Q pulled out her phone and showed me her screen. “Hey have you seen this scene”
An image
“Yeah I guess, seems familiar, I am not sure I have heard it or not. Lately, sometimes I have seen things in movies happening in my life. I am not sure if it’s a good thing or not though.
Do you know where this scene comes from>”
“The perks of being a wallflower, there’s even a separate novel or something. If you were the main character, what would be your answer?” Q seemed to be thinking of something. It is at moments like these, that I am not sure what’s on her mind the most.
“I am not too sure.I guess I would say: ‘maybe we ain’t that special after all’”
“When was the last time you were emotionally connected to someone?”
“Why the question?”
“I’m worried about you. Also, I’m curious,” she added to hide the embarrassment.
“Okay, define ’emotionally connected’ then.”
“Like when you feel connected to someone, and you share their pain and joy. You are comforted by their presence, and you know them like you know yourself. Something along that line, I guess,” she said after giving it some thoughts.
“I don’t understand”
“Was there something unclear?”
“Noo I understand every word, but I just don’t understand them as a whole.”
“No way, have you dated before?” she should have known it all by now, I sighed
“I meant I have, but that doesn’t mean I have to be emotionally connected to them right?”
“So it’s a no?”
“I don’t know.
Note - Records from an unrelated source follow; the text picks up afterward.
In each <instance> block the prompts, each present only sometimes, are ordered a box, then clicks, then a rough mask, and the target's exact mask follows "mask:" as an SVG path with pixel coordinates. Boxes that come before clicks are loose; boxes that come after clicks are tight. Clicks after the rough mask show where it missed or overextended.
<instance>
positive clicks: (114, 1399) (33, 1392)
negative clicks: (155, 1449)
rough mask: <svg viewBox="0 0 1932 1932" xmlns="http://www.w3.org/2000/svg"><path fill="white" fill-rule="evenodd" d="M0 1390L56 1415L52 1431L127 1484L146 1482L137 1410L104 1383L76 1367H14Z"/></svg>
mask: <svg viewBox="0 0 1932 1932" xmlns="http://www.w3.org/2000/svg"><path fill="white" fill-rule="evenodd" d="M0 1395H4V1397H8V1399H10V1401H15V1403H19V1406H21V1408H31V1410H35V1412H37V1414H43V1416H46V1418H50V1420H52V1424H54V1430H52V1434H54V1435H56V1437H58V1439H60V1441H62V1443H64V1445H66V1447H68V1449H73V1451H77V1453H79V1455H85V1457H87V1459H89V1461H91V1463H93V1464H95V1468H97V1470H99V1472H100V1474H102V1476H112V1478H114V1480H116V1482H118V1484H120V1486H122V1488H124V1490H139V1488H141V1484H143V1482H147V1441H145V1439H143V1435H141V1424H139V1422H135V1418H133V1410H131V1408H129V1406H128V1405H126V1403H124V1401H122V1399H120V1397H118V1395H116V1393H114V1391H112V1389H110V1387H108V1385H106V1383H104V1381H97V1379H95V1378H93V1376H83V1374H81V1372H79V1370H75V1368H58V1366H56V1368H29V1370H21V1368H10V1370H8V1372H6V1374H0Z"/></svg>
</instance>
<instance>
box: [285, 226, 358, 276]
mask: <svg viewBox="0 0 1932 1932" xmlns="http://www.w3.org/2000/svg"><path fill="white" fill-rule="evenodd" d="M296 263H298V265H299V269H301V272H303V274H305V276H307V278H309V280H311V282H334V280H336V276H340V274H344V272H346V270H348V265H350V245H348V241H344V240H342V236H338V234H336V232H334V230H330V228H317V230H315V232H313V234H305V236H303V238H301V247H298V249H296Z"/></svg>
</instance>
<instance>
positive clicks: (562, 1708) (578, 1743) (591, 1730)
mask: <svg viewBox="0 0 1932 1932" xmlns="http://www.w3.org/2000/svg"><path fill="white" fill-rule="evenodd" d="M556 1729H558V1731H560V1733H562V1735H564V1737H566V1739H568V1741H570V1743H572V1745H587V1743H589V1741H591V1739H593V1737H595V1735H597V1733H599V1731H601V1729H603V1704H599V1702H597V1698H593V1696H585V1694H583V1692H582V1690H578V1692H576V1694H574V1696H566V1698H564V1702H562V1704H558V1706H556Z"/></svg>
For some reason, everytime I date someone, I always feel like I have to put up a show, a show of being a good boyfriend, someone my girlfriend deserves, and that she hasn’t made the wrong choice of choosing someone like me. Like everything after a while, I will get tired, afraid of revealing the real actor behind the curtain, I will just choose to end the relationship”
“‘I love you,’ ain’t that the worst thing you ever heard?”
“It’s sad, isn’t it?. They are loving an actor, not me.”
“I think you don’t get it.” Q said slowly. She paused before continuing “I think you are that guy. The guys who think whoever loves a jerk like him is clearly not worth his time, cause how can they?, like there must be something wrong with them. And that makes the girl feel so bad, just because she likes him?”
“Yeah maybe, maybe I am just empty. When will it be my turn to not feel empty like this?” I winned. I couldn’t recall how many times I have asked her that
“Maybe, the emptiness won’t go away” she said softly
“Maybe, the emptiness isn’t that bad. A flute would be useless if it was filled” she whispered and started whistling some old time tunes. I couldn’t really hear the tunes as I missed a few notes but it was soothing.
I sat on the swing for several more minutes. The cold wind running through my eyes made me shiver. Twilight was almost over. As I watched a hollow tree trunk glowing in the sun, some birds started to come back to their home after a long day of searching for food. I guess being hollow ain’t all bad.
She stood up, grazing at the sky. The light running her hair, and for a moment, I thought I could count every strand of hair on her head.
“Time’s almost up. Ready to go home?”
I nodded.
“Be careful on your way home, alright?”
I nodded again.
And then the world vanished.
It was just me, in front of my screen, reading some old blog posts, hearing the sound of the last winter wind before summer arrives. All was well.
And hey, you too don’t lose your way.